От родителей наследуется не только какое-либо душевное качество, но и отсутствие такового: мне тоже неведома зависть. А испытывать это изнуряющее чувство к жене Ивашова было вообще невозможно: ее не стало в день рождения дочери. Мама сказала:

— Отправляется в роддом один человек, а приезжают оттуда двое, бывает, даже трое и четверо! Ивашов же туда отвез одного человека и обратно привез одного. Но другого, нам в ту пору еще незнакомого: Лялю.

Мама дружила с его женой и утверждала, что это была красавица. Иначе быть не могло! И вовсе не потому, что все женщины, по мнению мамы, в той или иной степени хороши. Речь шла о жене Ивашова!

— Хочешь увидеть ее? — говорила мама. — Взгляни на Лялю. Такой она и была. И имя такое же. Мы учились с ней десять лет.

Наша дружба с Лялей была, значит, «доброй традицией».

Ляля-старшая завещания не оставила: в ее записной книжке, спрятанной мамой от Ивашова («Я обязана была его пощадить!»), перечислялись одиннадцать срочных дел, которые предстояли ей после родильного дома.

Она не собиралась умирать... Мама выполнила все одиннадцать. Они касались Ляли-маленькой и Ивашова.

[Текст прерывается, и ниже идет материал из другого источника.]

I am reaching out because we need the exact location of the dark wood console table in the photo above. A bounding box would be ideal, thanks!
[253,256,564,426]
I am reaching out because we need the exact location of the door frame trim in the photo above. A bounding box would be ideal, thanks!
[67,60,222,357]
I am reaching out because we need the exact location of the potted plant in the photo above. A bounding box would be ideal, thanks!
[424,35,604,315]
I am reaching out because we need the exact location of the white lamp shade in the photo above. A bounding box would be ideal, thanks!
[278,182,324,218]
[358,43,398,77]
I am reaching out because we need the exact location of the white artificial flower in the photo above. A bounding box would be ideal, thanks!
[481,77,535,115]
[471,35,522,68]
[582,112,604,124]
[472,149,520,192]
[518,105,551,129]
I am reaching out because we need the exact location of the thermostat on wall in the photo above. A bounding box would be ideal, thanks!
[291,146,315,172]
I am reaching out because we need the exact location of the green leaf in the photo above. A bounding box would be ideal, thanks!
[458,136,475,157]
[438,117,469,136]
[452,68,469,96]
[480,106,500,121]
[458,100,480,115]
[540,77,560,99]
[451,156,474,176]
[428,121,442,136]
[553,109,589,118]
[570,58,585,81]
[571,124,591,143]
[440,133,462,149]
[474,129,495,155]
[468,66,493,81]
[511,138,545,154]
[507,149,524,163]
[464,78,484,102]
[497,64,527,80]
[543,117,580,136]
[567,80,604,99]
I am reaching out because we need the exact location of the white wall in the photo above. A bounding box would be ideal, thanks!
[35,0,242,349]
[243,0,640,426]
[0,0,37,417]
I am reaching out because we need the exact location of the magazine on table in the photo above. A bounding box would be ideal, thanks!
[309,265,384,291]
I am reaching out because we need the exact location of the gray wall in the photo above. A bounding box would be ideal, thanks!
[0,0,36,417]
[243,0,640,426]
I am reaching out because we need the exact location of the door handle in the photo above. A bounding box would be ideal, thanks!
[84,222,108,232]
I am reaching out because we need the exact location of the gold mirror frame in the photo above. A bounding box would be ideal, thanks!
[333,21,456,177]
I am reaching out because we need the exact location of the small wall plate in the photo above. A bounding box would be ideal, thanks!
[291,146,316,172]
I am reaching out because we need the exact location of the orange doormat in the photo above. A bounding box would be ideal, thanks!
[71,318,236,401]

Завещания не было... Но мама считала, что подруга могла доверить мужа и дочь только ей. Оба стали ее детьми, но главным ребенком из нас троих мама считала Ивашова.

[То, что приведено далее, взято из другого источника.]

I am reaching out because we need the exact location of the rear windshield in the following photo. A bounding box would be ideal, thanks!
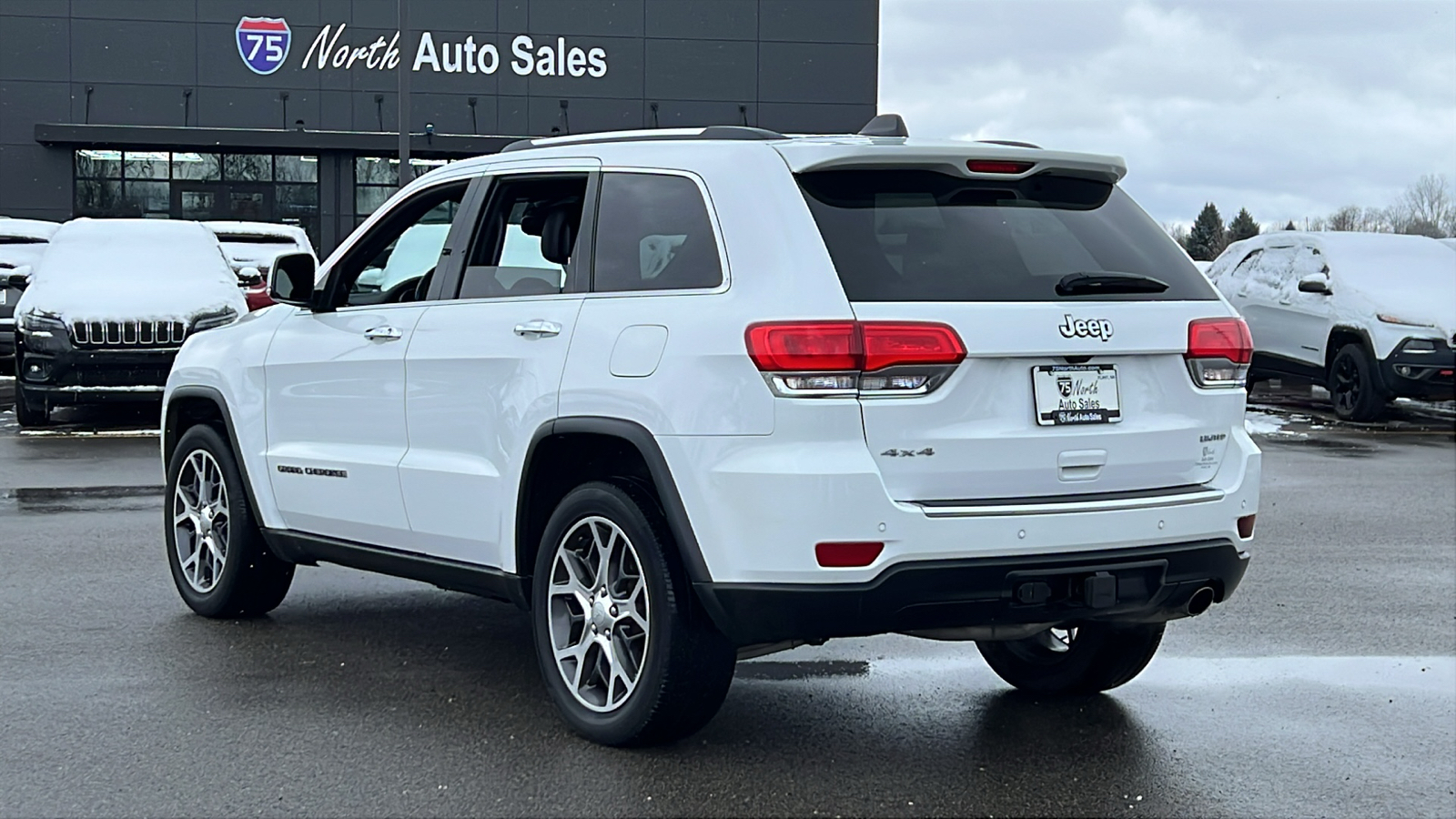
[798,169,1218,301]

— Надо его щадить! — повторяла она.

Мама говорила, что именно самые близкие укорачивают нам жизнь.

— Близкие не виноваты, — объяснил Ивашов. — То, что с ними происходит, вторгается в нас. Иногда помимо их воли. Они, бедные, отбиваются, а мы продолжаем нагружать себя их заботами, результатами их заблуждений. Вот таким образом.

Я подумала, что Ивашов мысленно освобождал нас всех от вины за наши беды, ошибки, страдания, которые незаметно для окружающих вторгались в него.

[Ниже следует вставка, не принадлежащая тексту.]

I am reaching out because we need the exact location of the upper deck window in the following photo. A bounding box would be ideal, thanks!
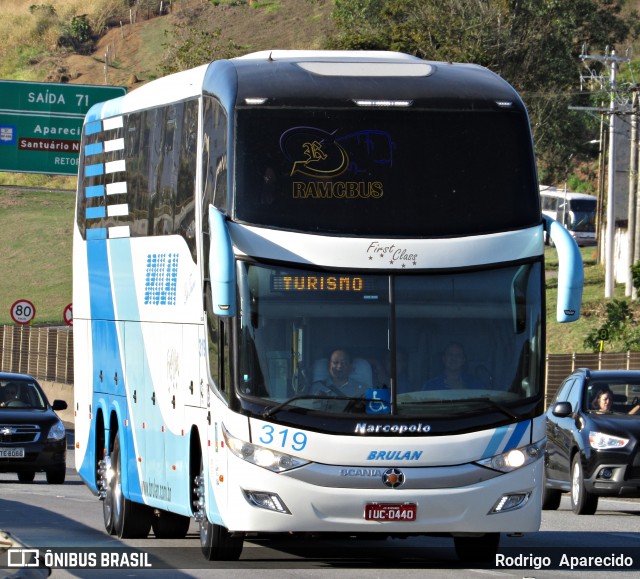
[234,107,540,237]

Уже в первом классе кто-то назвал Лялю «маленькой женщиной» — и мы поняли, что быть женщиной очень почетно. Я хотела перенять ее походку, ее манеру разговаривать, отвечать у доски, но скоро с грустью осознала, что научиться быть женственной невозможно.

Не смогла я научиться и Лялиному таланту быть «хозяйкой» в семье.

Вероятно, потому, что моя мама вернулась из родильного дома?

Мне, наоборот, были свойственны мальчишеские замашки — и я быстро выжила из Лялиной отдельной квартиры всех одноклассниц, влюбленных в ее отца. Исключение составляла лишь Маша Завьялова: с ней Ляля и я не могли разлучиться. Она умела все: рисовать, петь, ходить на руках.

Соревноваться с ней было бесцельно, как с Леонардо да Винчи. Ей можно было ставить пятерки, не вызывая к доске. И если учителя вызывали, то лишь для порядка. Она беспощадно экспериментировала на себе самой: то выдумывала прическу, которую, как утверждал Ивашов, вполне можно было выдвинуть на премию по разделу архитектурных сооружений. То изобретала юбку с таким количеством складок, что на ней хотелось сыграть, как на гармони. Потом она без сожаления все это разрушала, распарывала.